Finance Committee Gives Grassley Pension Bill the Go-Ahead

September 18, 2003 (PLANSPONSOR.com) - The United States Senate Finance Committee has given unanimous approval to Chairman Charles Grassley's (R-Iowa) pension reform legislation.

Under theNational Employee Savings and Trust Equity Guarantee Act (NESTEG),put forth by Grassley and co-sponsored by the committee’s ranking DemocratMax Baucus of Montana, pension plan sponsors would use a single interest rate to be based on corporate bonds, typically higher than a traditional formula based on US Treasuries.   However, after three years, a corporate-based, interest rate yield curve would then kick in. 

The yield curve would mean using different interest rates to figure the liabilities of workers of different ages under the theory that benefits promised to older workers must be paid sooner than those promised to younger workers and that timing difference should be taken into account when determining a plan’s funded position.

“This proposal provides guidance in the short term that’s familiar to the defined benefit plan community,” Grassley said in a news release. “Over the long term, the proposal phases in an interest rate that will accurately reflect the underlying defined benefit plan’s liability to its employees. The long-term proposal will yield a transparent and meaningful interest rate. This proposal gives employers a fair amount of time to adjust to an eventual yield curve. It’s important to enact this policy. Workers need reliable funding of their pensions, and employers need a reliable basis on which to calculate pension payments.”

Pension Accounting

The liabilities of a pension fund are computed by adding up its promised future benefits and discounting that sum back to the present using an interest rate as a discount factor. The lower the interest rate, the higher the present value of the liabilities and the more likely a plan will appear underfunded.   Current law requires plan operators to base these calculations on the rate of the 30-year Treasury bond. But the long bond has been discontinued.

Congress temporarily eased the funding rules last year, but that expires at the end of December. Companies say that if nothing is done they will be forced to pour cash into their pensions next year.
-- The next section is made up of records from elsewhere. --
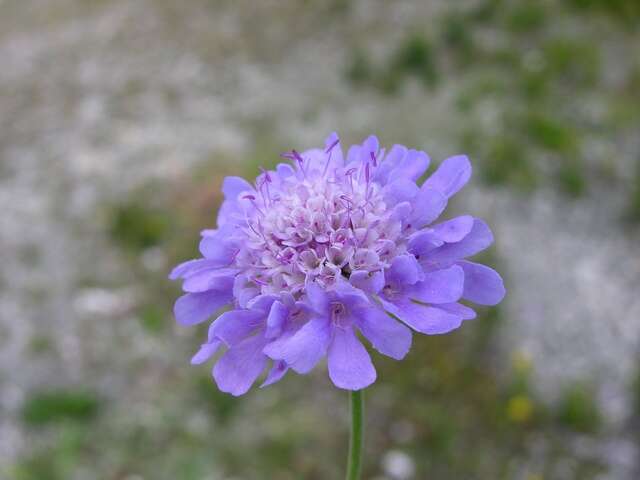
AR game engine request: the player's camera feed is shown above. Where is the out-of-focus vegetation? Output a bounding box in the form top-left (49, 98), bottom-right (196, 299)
top-left (346, 0), bottom-right (640, 206)
top-left (6, 0), bottom-right (640, 480)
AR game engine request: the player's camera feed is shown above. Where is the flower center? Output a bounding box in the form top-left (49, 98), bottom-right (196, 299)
top-left (237, 158), bottom-right (406, 295)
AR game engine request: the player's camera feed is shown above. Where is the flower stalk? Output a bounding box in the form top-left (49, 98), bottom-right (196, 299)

“Millions of Americans have hundreds of billions of dollars invested in employer-sponsored retirement plans,” Grassley said in the release. “My goal with this legislation is to make sure corporate missteps, including fiduciary mismanagement, aren’t allowed to fester, especially when it comes to protecting workers’ pensions.”

In addition to the pension proposal, the bill includes provisions for:

  • new diversification rights for company stock in plans
  • new disclosure requirements for transaction suspension periods, or blackouts
  • new disclosure through periodic benefit statements and retirement savings information.